Alors qu’Air Algérie tente de minimiser "l'incompétence" de ses pilotes, Le360 a voulu en savoir davantage sur le scénario qui a mené à l'intervention des Mirage français pour intercepter un vol cargo de la compagnie. "Le décollage d’avions de chasse pour intercepter un vol commercial n’est jamais un acte anodin. Si l’on en est arrivé là, c’est qu’une série de tentatives pour entrer en communication avec l’appareil ont été effectuées", prévient B.S., pilote d'une grande compagnie aérienne. Pire, "si l’appareil avait continué à se murer dans le silence et s'il avait manifesté une certaine hostilité après son interception, il aurait pu être abattu, en dernier recours, pour sauver des vies au sol ou des cibles stratégiques", explique la même source.
Selon lui, «avant d’en arriver au décollage des Mirage, plusieurs étapes ont été franchies sans que les pilotes ne réagissent, ce qui a mené à cette mesure exceptionnelle". En effet, tous les avions entretiennent des communications avec le contrôle aérien dès qu’ils pénètrent dans son espace. Cette communication se fait en mode VHF, qui est le mode normal d’échanges, quand tout fonctionne correctement", précise-t-il.
En l’absence de réponse sur le mode VHF, il est possible de passer à tout moment au mode HF, qui autorise une communication sur de très longues distances, explique le pilote. Outre le mode HF, le contrôle aérien français a également contacté les avions qui sont dans la même zone que l’appareil d’Air Algérie. "Il s’agit de communication relais, puisque les appareils en vol peuvent être en contact les uns avec les autres dans des fréquences permettant les échanges sur de courtes distances", note notre pilote. Mais à ce niveau, l’appareil d’Air Algérie n’a probablement pas répondu.
Avant d’en arriver au décollage des Mirage, on utilise aussi une fréquence de détresse sur 121.5 Mhz. Cette fréquence reste libre pour permettre aux aéronefs d'y avoir recours dans les cas extrêmes. Et la tour de contrôle l'a sans doute utilisée sans succès, d’après l’analyse qu’en fait ce pilote.

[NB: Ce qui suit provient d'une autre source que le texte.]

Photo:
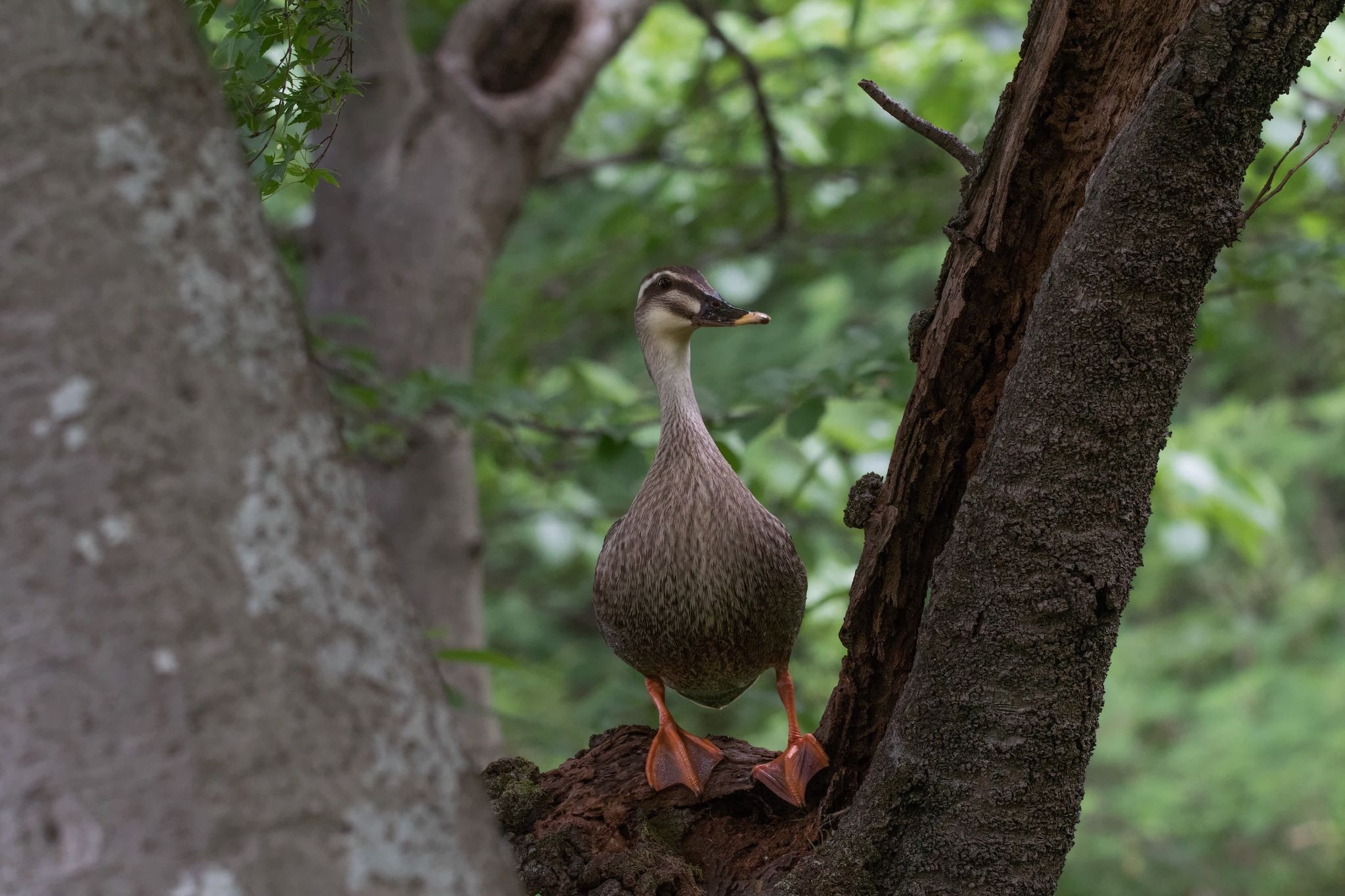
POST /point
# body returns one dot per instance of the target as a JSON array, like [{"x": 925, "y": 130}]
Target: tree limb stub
[
  {"x": 977, "y": 785},
  {"x": 1083, "y": 73},
  {"x": 595, "y": 826},
  {"x": 944, "y": 140}
]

A la question de savoir si l’avion d’Air Algérie aurait pu être abattu en vol, B.S. répond que c'est une ultime éventualité. Dans l’histoire de l’aérien mondial, ce scénario ne s'est réalisé que dans des cas extrêmement rares, peut-être une fois ou deux. Le cas le plus emblématique est celui du vol 007 Korean Airlines de 1983 qui a été abuttu par un Sukoï de l’armée russe après qu’il se soit aventuré dans un espace aérien soviétique interdit. Il y avait 269 passagers et membres d’équipages à bord, mais l’armée russe n’avait pas fait dans le détail. D’autres cas ont été recensés, mais il s’agit surtout d’interceptions pour des raisons militaires.
L’abattage d’un avion, explique le pilote, n’intervient que quand il est prouvé que l’appareil risque de s’écraser sur certaines cibles stratégiques comme des espaces protégés à l’exemple des palais de chef d’Etat, les espaces dangereux comme les centrales nucléaires ou encore les espaces prohibés comme les camps militaires.
Néanmoins, les pilotes des avions de chasse tentent d’abord d'établir une communication visuelle quand ils sont proches des avions concernés. Ils feront alors "battre les ailes de leur avion et l’appareil suspect devra répondre par la même manœuvre", explique B.S. Si après cela, aucune réponse n’est obtenue: "La décision de l’abattre a beau être lourde, ils la prendront pour sauver des vies", conclut-il.